A fast model to compute optical flow between two input images.

Related tags

Deep LearningDCVNet
Overview

DCVNet: Dilated Cost Volumes for Fast Optical Flow

This repository contains our implementation of the paper:

@InProceedings{jiang2021dcvnet,
  title={DCVNet: Dilated Cost Volumes for Fast Optical Flow},
  author={Jiang, Huaizu and Learned-Miller, Erik},
  booktitle={arXiv},
  year={2021}
}

Need a fast optical flow model? Try DCVNet

  • Fast. On a mid-end GTX 1080ti GPU, DCVNet runs in real time at 71 fps (frames-per-second) to process images with sizes of 1024 × 436.
  • Compact and accurate. DCVNet has 4.94M parameters and consumes 1.68GB GPU memory during inference. It achieves comparable accuracy to state-of-the-art approaches on the MPI Sintel benchmark.

In the figure above, for each model, the circle radius indicates the number of parameters (larger radius means more parameters).
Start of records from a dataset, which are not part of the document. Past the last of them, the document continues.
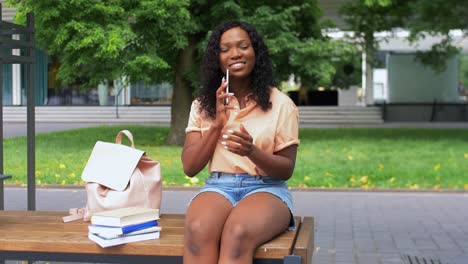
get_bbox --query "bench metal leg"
[284,255,302,264]
[0,174,11,210]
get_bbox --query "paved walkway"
[5,187,468,264]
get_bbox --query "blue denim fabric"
[188,172,296,230]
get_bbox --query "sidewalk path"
[5,187,468,264]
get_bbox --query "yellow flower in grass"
[190,177,200,185]
[359,176,369,185]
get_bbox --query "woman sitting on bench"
[182,21,299,264]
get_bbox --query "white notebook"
[88,231,160,248]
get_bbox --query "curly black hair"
[198,20,274,119]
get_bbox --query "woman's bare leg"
[218,192,291,264]
[184,192,232,264]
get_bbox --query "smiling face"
[219,27,255,79]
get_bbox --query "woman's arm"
[182,125,221,177]
[181,78,234,177]
[222,124,297,180]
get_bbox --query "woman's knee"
[184,219,219,255]
[221,223,255,258]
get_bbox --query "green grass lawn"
[4,126,468,189]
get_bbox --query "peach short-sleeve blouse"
[185,88,299,176]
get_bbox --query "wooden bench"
[0,211,314,264]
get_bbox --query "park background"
[2,0,468,190]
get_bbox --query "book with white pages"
[91,207,159,227]
[88,220,158,236]
[89,226,161,239]
[88,231,160,248]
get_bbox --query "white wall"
[373,69,388,102]
[387,53,459,103]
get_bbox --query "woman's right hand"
[215,78,235,127]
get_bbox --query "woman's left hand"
[221,124,254,156]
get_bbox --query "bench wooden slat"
[0,211,301,259]
[293,217,314,264]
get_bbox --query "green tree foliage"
[9,0,190,85]
[341,0,468,71]
[10,0,354,144]
[407,0,468,71]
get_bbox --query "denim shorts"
[192,172,296,230]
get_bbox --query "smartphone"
[224,69,229,105]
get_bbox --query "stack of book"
[88,207,161,247]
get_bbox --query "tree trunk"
[364,32,375,105]
[166,38,196,146]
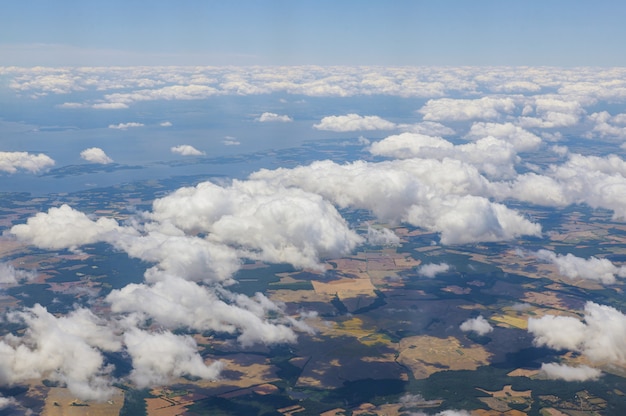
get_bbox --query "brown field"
[311,277,376,299]
[397,336,491,379]
[42,387,124,416]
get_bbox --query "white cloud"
[466,122,541,152]
[256,113,293,123]
[0,304,121,400]
[518,95,585,129]
[91,103,128,110]
[370,132,519,178]
[541,363,602,381]
[104,84,218,105]
[124,328,223,388]
[106,270,296,346]
[313,114,396,132]
[222,136,241,146]
[528,302,626,364]
[251,159,541,244]
[9,204,127,250]
[170,144,205,156]
[586,111,626,139]
[367,227,400,246]
[417,263,450,279]
[152,181,362,267]
[109,122,143,130]
[0,152,54,173]
[536,250,626,284]
[418,97,516,121]
[80,147,113,164]
[460,315,493,335]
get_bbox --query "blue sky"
[0,0,626,66]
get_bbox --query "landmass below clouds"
[313,114,396,132]
[0,152,55,173]
[528,302,626,364]
[170,144,205,156]
[459,315,493,336]
[541,363,602,381]
[256,113,293,123]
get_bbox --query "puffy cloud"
[110,231,241,283]
[80,147,113,164]
[257,113,293,123]
[0,262,37,285]
[367,227,400,246]
[106,270,296,346]
[528,302,626,364]
[152,181,362,267]
[370,132,454,159]
[417,263,450,279]
[9,204,128,250]
[418,97,516,121]
[109,122,143,130]
[466,122,541,152]
[494,154,626,220]
[0,305,121,400]
[459,315,493,335]
[251,159,541,244]
[398,121,455,136]
[170,144,205,156]
[124,328,223,388]
[313,114,396,132]
[104,84,218,105]
[541,363,602,381]
[536,250,626,284]
[0,152,54,173]
[222,136,241,146]
[370,133,519,177]
[90,103,128,110]
[519,95,585,128]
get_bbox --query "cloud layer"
[80,147,113,165]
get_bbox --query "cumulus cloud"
[0,305,121,400]
[109,122,143,130]
[313,114,396,132]
[152,181,362,267]
[536,250,626,284]
[256,112,293,123]
[170,144,205,156]
[459,315,493,335]
[251,159,541,244]
[370,132,519,178]
[528,302,626,364]
[541,363,602,381]
[124,328,223,388]
[9,204,127,250]
[0,152,54,173]
[466,122,541,152]
[106,270,296,346]
[222,136,241,146]
[417,263,450,279]
[90,103,128,110]
[418,97,516,121]
[367,227,400,246]
[80,147,113,165]
[519,95,585,129]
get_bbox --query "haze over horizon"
[0,0,626,67]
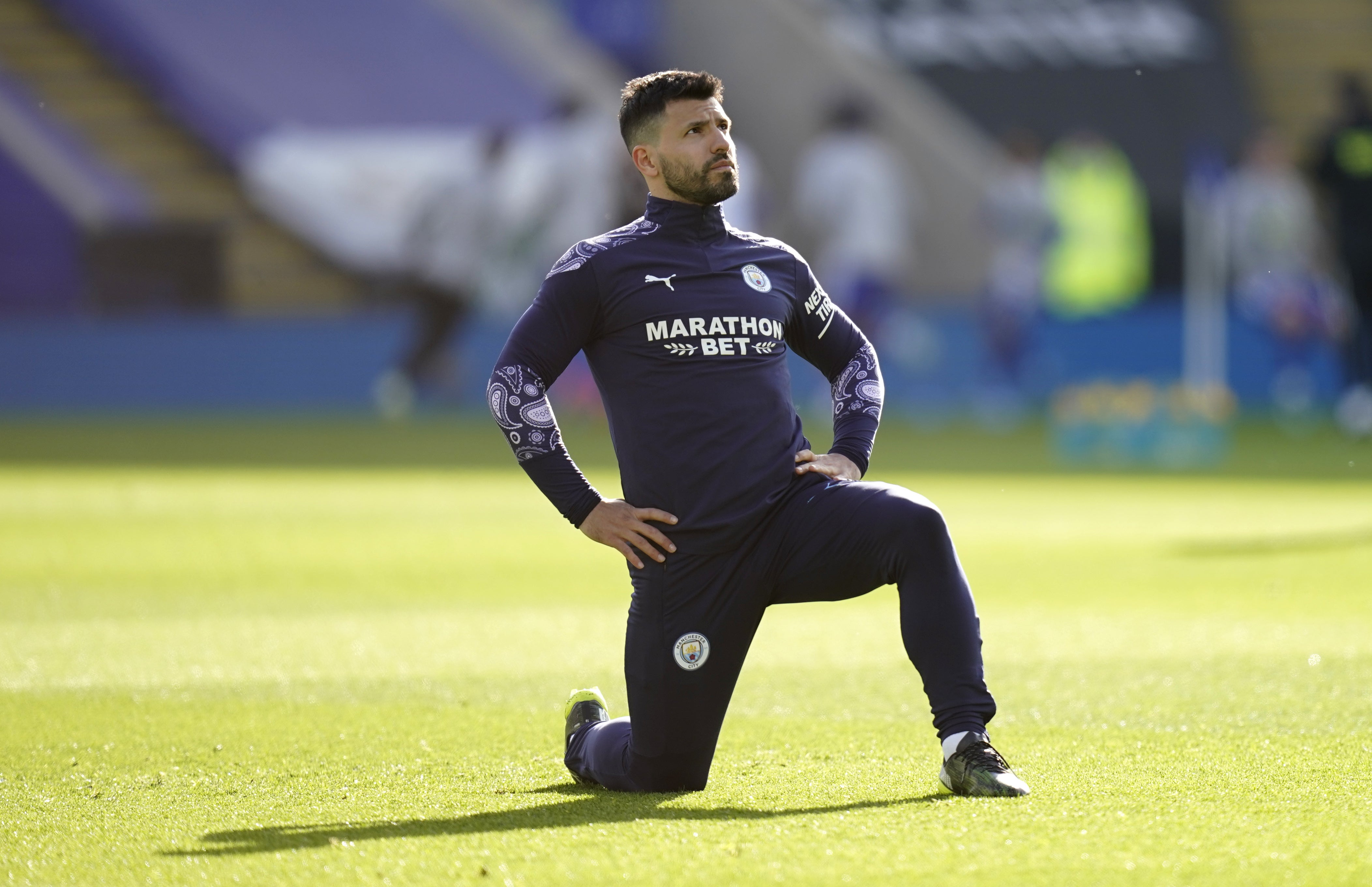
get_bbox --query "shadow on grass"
[162,784,949,857]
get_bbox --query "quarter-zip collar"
[644,195,724,243]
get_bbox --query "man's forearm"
[486,364,601,527]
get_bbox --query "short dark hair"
[619,70,724,148]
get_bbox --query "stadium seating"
[0,63,148,314]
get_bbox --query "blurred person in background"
[1314,74,1372,437]
[1043,130,1151,317]
[482,95,620,323]
[796,100,917,330]
[372,128,509,419]
[981,130,1054,406]
[1222,129,1342,415]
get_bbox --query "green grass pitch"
[0,423,1372,886]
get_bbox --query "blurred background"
[0,0,1372,471]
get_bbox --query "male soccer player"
[487,71,1029,795]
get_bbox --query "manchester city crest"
[744,265,771,293]
[672,632,709,671]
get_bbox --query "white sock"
[943,730,988,761]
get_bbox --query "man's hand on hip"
[580,500,678,570]
[796,449,862,481]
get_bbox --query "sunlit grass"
[0,456,1372,884]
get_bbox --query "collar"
[644,195,724,242]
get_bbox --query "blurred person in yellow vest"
[1043,132,1151,317]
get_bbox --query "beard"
[663,154,738,206]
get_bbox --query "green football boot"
[938,733,1029,798]
[562,686,609,748]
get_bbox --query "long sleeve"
[786,258,885,474]
[486,257,601,526]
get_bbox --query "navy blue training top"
[487,196,882,552]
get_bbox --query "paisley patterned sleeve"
[486,257,601,526]
[829,342,886,474]
[786,255,885,474]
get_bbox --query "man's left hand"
[796,449,862,481]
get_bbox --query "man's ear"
[630,144,663,178]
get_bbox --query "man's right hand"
[580,498,677,570]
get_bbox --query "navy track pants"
[565,475,996,791]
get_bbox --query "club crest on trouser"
[744,265,771,293]
[672,632,709,671]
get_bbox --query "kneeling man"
[487,71,1029,795]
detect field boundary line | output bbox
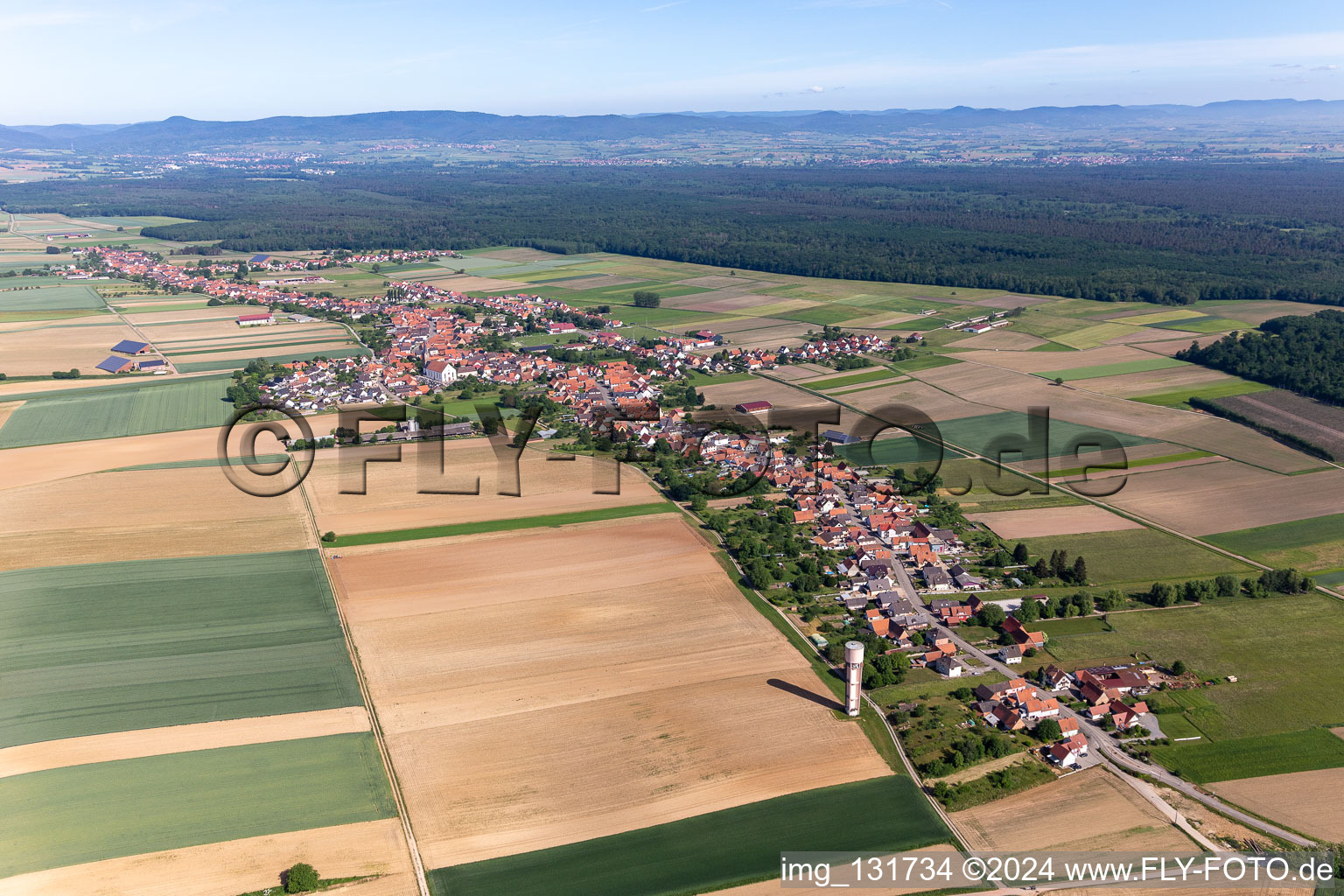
[293,457,430,896]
The center of a circle corresponds to a model’s EPE (end-point-error).

Requirements

This code has been tested with Python 3.7, PyTorch 1.6.0, and CUDA 9.2. We suggest to use a conda environment.

conda create -n dcvnet
conda activate dcvnet
conda install pytorch=1.6.0 torchvision=0.7.0 cudatoolkit=10.1 matplotlib tensorboardX scipy opencv -c pytorch
pip install yacs

We use an open-source implementation https://github.com/ClementPinard/Pytorch-Correlation-extension to compute dilated cost volumes. Follow the instructions there to install this module.

Demos

Pretrained models can be downloaded by running

./scripts/download_models.sh

or downloaded from Google drive.

You can demo a pre-trained model on a sequence of frames

python demo.py --weights-path pretrained_models/sceneflow_dcvnet.pth --path demo-frames

Required data

The following datasets are required to train and evaluate DCVNet.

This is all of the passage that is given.